Il est possible que la CAQ profite du ras-le-bol qui a porté Donald Trump au pouvoir, mais ce n’est pas la première fois qu’une offre politique populiste penchant à droite connaît au Québec du succès… dans les sondages. Mario Dumont et son Action démocratique du Québec (ADQ) ont été premier ministre et gouvernement en attente pendant des mois, au début des années 2000, atteignant des scores impressionnants de 44 % dans les intentions de vote.
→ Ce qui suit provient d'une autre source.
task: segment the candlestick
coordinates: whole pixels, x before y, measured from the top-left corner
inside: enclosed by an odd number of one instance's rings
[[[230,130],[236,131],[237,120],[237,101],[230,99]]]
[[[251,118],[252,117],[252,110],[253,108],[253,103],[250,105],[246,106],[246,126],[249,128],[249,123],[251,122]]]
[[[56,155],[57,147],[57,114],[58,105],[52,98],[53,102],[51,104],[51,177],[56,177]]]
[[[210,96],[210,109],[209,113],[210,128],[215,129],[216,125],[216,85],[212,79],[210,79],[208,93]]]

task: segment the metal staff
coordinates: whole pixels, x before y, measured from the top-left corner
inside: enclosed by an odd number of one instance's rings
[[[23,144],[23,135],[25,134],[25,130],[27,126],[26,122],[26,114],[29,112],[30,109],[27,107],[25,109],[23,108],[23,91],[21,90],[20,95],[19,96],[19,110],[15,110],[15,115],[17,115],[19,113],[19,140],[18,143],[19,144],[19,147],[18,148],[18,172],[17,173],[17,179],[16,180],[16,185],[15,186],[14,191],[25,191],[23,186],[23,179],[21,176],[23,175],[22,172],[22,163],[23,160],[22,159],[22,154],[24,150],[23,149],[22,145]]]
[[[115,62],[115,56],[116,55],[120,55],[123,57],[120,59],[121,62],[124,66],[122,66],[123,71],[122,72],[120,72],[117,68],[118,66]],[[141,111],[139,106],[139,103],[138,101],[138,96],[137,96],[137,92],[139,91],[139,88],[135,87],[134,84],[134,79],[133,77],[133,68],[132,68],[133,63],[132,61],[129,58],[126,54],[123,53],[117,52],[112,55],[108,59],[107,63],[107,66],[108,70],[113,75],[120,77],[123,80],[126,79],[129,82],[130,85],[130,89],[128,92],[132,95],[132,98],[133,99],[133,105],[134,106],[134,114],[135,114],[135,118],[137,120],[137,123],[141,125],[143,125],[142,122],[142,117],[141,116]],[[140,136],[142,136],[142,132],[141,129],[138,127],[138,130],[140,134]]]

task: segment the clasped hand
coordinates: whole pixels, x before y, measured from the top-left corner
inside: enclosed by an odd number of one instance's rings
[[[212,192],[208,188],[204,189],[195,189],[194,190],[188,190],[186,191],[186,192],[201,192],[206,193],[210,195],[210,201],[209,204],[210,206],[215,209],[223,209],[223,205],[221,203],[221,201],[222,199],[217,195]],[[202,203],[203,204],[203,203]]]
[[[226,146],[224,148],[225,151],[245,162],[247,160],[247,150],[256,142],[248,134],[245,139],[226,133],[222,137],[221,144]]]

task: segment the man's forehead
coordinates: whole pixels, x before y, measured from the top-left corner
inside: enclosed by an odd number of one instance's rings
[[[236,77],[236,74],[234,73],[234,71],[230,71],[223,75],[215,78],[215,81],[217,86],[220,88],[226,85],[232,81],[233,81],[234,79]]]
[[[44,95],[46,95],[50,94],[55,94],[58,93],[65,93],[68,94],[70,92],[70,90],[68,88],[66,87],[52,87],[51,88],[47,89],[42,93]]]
Aux élections générales de 2007, l’ADQ s’est même hissée au rang d’opposition officielle, réduisant les libéraux au statut de gouvernement minoritaire.

Il y avait, à l’époque, un fort vent d’inquiétude au Québec en raison du débat sur les accommodements raisonnables. Mais ces phénomènes sont circonstanciels et même si la remontée de la CAQ retiendra aujourd’hui l’attention, il reste que le Parti libéral est encore loin devant aux intentions de vote générales et que si les Québécois devaient voter maintenant, Philippe Couillard se sauverait encore une fois avec un gouvernement majoritaire.
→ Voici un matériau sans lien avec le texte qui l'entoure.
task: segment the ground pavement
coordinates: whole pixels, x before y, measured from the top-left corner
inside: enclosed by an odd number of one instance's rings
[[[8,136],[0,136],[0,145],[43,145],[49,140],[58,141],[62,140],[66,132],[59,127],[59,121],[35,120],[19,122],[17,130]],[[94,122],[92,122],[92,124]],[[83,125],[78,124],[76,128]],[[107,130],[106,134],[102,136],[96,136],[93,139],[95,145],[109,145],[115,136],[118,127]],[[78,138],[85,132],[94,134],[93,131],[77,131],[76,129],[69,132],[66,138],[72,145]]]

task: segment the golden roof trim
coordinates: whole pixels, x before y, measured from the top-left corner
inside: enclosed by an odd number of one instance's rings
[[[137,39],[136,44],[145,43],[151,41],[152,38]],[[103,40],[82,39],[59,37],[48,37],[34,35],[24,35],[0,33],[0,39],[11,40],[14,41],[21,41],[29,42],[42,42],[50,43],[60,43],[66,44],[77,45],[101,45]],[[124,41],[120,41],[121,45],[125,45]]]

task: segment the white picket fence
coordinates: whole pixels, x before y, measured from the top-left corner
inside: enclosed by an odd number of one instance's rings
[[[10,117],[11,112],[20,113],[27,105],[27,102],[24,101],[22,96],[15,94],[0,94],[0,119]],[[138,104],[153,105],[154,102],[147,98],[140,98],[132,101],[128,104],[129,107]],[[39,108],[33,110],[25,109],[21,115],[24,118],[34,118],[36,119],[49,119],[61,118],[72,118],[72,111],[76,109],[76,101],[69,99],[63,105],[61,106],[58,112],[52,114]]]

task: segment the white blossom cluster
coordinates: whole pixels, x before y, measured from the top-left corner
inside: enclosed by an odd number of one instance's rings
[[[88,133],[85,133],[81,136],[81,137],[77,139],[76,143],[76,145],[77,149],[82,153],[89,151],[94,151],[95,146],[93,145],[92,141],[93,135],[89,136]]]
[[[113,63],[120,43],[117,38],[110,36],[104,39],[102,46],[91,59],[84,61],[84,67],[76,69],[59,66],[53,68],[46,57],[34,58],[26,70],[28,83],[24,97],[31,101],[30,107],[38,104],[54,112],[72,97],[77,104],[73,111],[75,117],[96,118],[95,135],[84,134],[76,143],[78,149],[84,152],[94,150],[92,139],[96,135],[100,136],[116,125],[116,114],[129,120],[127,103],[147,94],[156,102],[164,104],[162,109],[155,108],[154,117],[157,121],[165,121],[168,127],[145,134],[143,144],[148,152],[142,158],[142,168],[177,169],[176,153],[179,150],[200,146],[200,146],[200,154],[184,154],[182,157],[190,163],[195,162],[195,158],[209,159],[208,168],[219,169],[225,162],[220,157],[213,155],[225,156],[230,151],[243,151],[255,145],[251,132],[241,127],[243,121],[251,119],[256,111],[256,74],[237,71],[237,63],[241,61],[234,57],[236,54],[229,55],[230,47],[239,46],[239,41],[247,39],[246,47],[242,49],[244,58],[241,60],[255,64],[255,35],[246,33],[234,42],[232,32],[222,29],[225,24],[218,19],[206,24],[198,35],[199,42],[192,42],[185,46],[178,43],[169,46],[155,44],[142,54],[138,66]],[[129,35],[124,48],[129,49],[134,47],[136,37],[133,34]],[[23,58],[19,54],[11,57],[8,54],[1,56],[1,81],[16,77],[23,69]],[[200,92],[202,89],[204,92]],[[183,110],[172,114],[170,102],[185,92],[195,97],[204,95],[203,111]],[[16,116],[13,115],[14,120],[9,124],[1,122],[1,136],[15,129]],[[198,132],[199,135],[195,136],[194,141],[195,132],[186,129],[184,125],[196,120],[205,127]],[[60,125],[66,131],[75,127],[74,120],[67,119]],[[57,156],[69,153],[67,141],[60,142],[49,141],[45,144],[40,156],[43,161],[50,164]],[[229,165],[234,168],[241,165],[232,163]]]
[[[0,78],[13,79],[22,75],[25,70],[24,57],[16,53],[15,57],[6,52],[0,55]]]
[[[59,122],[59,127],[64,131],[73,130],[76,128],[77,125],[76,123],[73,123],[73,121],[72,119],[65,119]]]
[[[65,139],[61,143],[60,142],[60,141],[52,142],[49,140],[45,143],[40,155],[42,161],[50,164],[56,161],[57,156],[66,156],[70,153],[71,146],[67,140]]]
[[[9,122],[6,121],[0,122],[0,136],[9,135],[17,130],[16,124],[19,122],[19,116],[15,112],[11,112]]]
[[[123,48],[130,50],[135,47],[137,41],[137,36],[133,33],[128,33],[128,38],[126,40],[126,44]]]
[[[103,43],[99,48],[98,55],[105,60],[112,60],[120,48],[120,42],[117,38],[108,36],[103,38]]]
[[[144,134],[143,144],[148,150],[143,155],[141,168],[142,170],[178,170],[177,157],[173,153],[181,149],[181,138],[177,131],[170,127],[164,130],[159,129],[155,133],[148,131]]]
Le défi pour François Legault est de faire passer sa CAQ de parking pour insatisfaits entre les élections à véritable voie crédible vers le pouvoir. Dans deux ans, lors des prochaines élections au Québec, après vingt-quatre mois d’administration Trump, que restera-t-il vraiment de cette envie de donner un grand coup de pied dans l’urne ?

Dans l’immédiat, la CAQ se doit de profiter de ce vent de dos dans les prochaines élections partielles, le 5 décembre dans Arthabaska et Saint-Jérôme, deux circonscriptions qu’elle a déjà détenues récemment.

Feu rouge à Lisée ?

Ce sondage défavorable au PQ arrive précisément au moment où reprend le flirt entre le PQ et Québec solidaire (QS).
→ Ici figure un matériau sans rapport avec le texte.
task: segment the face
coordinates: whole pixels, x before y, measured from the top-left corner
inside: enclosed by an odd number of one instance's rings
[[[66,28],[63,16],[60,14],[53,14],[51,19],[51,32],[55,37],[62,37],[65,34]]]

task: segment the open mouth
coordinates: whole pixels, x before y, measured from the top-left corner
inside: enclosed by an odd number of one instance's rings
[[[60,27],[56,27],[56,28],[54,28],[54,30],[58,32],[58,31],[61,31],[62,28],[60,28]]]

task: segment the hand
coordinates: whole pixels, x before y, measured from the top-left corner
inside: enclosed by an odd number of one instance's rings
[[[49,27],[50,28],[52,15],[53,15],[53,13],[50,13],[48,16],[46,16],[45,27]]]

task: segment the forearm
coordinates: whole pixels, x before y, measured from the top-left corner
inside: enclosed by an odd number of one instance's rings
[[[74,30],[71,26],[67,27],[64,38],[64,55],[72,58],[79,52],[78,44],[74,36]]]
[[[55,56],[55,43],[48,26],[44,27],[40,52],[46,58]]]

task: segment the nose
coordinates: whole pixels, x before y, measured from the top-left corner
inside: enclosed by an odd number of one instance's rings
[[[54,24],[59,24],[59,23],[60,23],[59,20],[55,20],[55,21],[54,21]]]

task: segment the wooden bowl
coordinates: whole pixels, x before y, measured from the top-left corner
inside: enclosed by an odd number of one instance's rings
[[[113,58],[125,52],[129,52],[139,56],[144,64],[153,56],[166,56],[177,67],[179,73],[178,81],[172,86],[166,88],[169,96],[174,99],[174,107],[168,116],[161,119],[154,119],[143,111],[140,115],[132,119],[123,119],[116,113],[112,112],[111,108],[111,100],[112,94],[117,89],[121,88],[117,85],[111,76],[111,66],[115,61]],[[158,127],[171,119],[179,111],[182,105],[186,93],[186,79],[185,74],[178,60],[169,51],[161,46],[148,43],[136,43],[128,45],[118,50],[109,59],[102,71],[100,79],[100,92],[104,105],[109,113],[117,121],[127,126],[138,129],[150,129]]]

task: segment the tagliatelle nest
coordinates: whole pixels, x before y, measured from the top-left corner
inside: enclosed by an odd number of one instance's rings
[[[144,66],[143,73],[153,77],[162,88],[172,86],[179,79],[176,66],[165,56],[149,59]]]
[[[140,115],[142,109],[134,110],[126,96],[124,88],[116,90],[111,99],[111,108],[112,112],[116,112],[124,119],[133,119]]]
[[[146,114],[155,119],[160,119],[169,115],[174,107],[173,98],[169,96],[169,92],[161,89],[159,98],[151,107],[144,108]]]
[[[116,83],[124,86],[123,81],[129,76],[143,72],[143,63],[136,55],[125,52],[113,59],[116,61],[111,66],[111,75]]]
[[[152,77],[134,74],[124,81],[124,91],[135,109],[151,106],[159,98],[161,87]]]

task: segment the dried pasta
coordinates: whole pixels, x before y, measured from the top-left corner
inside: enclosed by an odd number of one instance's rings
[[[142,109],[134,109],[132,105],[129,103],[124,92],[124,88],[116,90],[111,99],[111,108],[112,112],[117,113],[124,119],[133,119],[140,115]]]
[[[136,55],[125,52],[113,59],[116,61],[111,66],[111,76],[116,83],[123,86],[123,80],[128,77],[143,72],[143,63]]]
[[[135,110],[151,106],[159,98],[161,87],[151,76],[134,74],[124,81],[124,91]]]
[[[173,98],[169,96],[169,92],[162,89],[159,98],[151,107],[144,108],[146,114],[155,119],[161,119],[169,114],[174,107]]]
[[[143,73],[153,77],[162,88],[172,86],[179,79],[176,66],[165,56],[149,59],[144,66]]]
Le pari est délicat : le chef péquiste a besoin de ramener les progressistes et les jeunes partis chez QS (et, dans une moindre mesure, chez Option nationale), mais ce faisant, il doit éviter de couper les ponts avec les électeurs partis à la CAQ et qui seraient tentés de revenir au PQ. La proximité de QS les refroidirait.

Pour M. Lisée, il ne s’agit pas seulement de réunir les forces pour battre les libéraux, il faut aussi marcher en funambule sur le fil de fer de la stratégie référendaire en essayant de satisfaire tout le monde.

La tiédeur de QS envers le peu d’empressement de Jean-François Lisée à tenir un référendum n’est peut-être qu’une stratégie de négociation en vue des pourparlers de rapprochement, mais elle démontre néanmoins que ce n’est pas aussi simple que de dire : 1 + 1 donne 2, on unit nos forces et on bat les libéraux.

Le danger réel, ici, est de retomber dans le « syndrome du calendrier » et de faire fuir les électeurs qui ne veulent même pas entendre parler d’un référendum.